Piers Morgan’s Chief Reporter of the day, Nic North, framed his highly detailed 1,000-word article around Major Hewitt’s private financial data.
The front-page piece, which extended to a two-page inside spread illustrated with a mock-up of a bank statement, was concerned with whether Mr Hewitt had received money for a book written five years previously, in 1994, by author Anna Pasternak.
The article did not suggest Major Hewitt or Ms Pasternak had done anything unlawful, or attempt to offer a journalistic public interest defence for the intrusion into Major Hewitt’s personal business, yet publicised individual transactions – and even his NatWest bank account number.

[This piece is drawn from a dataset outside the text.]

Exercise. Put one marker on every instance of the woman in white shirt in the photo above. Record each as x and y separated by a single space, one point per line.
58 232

Page one of the March 16, 1999, edition of The Mirror read: “We have seen financial records charting three separate sums given to Hewitt… by Pasternak.”
And inside it openly admitted: “The Mirror has seen financial records showing she paid Hewitt £103,000 around the time of publication.
“On August 9 1994 – two months before the book launch – a £40,000 payment was made by Pasternak into Hewitt’s NatWest bank account at the Regent Street branch, central London.
“The credit came from “Miss A Pasternak” and was paid into business current account Number 26208539, opened just five days earlier.
“Two days later, Hewitt transferred exactly £40,000 from the account to a higher interest “business reserve” account – Number 26208547 – also held at the branch.
“The second payment arrived on October 5 the same year. Again paid by “Miss A Pasternak”, it amounted to £33,000.
“The same day, Hewitt moved pounds 73,000 from the current account to his “business reserve” account.”